The Gloom Twins: Sir Keir Starmer and Rachel Reeves doubling down on their miserabilism, downplaying the economy and bringing up our problems have come back to bite them
The problem is that it’s all very promising growth, but once the economy is in power, the reality comes closer: we have to speculate in order to accumulate, but we don’t have the capital to do that.
The alternative is to borrow, but we already have a huge mountain of debt and investors want higher interest rates to lend to us, further hampering Britain’s finances.
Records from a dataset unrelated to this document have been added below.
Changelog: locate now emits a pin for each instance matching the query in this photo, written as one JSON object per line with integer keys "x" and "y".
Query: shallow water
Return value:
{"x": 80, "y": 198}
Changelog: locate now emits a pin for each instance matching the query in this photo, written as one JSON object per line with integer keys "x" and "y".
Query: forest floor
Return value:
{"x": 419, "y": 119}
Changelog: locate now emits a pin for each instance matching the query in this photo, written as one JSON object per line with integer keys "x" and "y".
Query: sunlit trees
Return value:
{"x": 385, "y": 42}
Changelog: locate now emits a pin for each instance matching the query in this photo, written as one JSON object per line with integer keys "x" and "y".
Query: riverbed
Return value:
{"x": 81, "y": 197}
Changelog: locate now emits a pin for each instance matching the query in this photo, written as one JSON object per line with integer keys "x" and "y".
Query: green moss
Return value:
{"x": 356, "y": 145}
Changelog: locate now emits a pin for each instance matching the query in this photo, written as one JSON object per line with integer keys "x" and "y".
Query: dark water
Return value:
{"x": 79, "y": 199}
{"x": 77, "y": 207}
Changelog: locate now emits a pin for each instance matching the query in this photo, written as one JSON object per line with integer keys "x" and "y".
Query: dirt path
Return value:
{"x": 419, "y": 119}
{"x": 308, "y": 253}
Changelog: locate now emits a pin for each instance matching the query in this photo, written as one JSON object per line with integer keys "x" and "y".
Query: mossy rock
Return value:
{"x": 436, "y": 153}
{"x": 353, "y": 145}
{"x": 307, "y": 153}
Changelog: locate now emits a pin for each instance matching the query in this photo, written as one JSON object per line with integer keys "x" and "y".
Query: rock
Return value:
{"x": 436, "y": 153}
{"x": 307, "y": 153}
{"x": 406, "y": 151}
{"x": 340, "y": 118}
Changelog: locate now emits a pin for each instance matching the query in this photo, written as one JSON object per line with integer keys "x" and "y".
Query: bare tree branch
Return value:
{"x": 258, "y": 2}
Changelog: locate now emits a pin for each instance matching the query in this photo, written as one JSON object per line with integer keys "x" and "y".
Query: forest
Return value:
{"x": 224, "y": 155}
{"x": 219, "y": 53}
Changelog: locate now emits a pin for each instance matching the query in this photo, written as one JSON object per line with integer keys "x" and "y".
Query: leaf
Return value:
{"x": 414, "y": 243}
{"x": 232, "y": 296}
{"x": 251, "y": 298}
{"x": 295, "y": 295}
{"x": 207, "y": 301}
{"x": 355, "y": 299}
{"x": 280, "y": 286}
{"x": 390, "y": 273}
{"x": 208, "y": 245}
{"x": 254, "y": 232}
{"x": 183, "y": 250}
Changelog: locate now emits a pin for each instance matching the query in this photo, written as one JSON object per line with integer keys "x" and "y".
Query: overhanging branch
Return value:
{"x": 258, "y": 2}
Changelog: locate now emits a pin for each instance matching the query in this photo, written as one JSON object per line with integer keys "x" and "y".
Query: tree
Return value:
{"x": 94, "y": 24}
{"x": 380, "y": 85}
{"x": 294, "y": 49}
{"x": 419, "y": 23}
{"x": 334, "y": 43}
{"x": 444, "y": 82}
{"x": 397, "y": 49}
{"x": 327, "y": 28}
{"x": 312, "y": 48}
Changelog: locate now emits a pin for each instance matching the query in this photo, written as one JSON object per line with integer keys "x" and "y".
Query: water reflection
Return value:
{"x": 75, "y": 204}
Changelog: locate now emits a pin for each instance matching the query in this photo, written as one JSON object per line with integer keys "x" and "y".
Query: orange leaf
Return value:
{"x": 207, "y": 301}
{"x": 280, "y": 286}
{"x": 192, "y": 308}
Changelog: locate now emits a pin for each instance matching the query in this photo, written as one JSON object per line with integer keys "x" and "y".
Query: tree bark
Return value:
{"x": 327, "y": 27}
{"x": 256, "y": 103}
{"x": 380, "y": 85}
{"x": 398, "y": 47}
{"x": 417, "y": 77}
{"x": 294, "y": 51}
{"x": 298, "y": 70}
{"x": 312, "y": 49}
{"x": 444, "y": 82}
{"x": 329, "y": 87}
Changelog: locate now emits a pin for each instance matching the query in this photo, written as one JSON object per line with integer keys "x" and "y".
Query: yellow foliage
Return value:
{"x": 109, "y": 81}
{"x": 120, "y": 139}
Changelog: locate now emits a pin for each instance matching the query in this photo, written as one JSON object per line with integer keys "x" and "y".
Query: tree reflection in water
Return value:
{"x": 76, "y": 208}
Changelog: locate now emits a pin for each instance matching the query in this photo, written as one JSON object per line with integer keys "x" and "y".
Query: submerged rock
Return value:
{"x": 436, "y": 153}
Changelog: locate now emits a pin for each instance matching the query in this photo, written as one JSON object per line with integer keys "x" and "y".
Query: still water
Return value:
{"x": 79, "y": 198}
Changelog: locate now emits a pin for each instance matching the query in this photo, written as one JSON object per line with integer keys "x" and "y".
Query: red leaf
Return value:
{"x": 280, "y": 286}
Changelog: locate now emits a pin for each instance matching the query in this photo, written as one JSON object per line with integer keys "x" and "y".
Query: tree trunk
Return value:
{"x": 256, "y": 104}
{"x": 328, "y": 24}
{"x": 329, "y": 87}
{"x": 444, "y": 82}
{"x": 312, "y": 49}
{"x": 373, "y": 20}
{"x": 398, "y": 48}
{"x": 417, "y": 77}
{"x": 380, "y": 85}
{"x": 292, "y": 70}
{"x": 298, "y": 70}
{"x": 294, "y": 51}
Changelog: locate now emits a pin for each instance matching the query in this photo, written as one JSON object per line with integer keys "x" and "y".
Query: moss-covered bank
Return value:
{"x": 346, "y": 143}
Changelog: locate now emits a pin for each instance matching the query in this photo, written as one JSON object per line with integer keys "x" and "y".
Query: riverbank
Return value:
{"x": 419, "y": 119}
This is something that Paul Johnson of the IFS has called a ‘fiscal doom loop’.
He says: ‘The problem is that with high debt, higher interest rates and low growth, we run the risk of being stuck on a treadmill, or in a “doom loop.”
However, it is not entirely true to say that we do not have the capital to get Britain back on track.
The government represents Britain and its people and some of those people are sitting on a lot of money.
The FCA estimates that total UK cash savings are around £1.5 trillion. Some of this will be much-needed rain pots and other short-term savings, but the FCA has also found that a large part of this is in low interest accounts and much of it could be invested instead.
British retired investors also collectively have a large amount of money in their pension pots, which is needed to finance their pension.
Money savers and retired pension investors are generally quite cautious. They want good returns, but they also value that they are reliable and come from a low-risk source.
Perhaps the answer to unraveling Britain’s growth problem is to offer it to them.
The government could launch Back Britain Bonds offered to ordinary savers and investors.
Sold in a more easily accessible and understandable way than government bonds, these would be 10, 20 or 30 year bonds that provide a guaranteed return with your money back at the end, or perhaps upon death.
In this way they would distinguish themselves from fixed savings accounts, which usually have a term of a maximum of one to five years.
They would also differ from annuities, where an income is paid for life, but the amount invested disappears at the end.
Interest rates on Back Britain Bonds could therefore be lower and should not torpedo the annuity market, but instead offer additional options for pension savers who crave a stable, guaranteed income.
A plan like this would allow us to bypass fickle international investors and tap into the deep pool of very patient capital that Britain’s money savers and pension investors have.
It would also be a potential solution to one of the problems facing the British economy: how to unlock the considerable wealth of the British and put it to productive use.
Instead of paying institutional and international investors to borrow, we would pay interest to our own savers and investors, who would welcome government bond-type returns and provide a much more stable investment base.
The money could then be set aside in a way that ensures it is not used for day-to-day expenditure, but only for the material improvement of Britain in a way that represents an investment in our future.
This investment would in turn boost the economy and improve our finances, and hopefully deliver a second round of savings and pension investors spending some of the income they received on their Back Britain Bonds.
There is a small risk that the markets might not like this, but for too long we have been afraid to do what is right for Britain’s long-term future because we worry about that.
Tapping into your own country’s savings to improve things doesn’t seem like a bad idea – and in the long run, investors are much more likely to support a country that is emerging from the doldrums.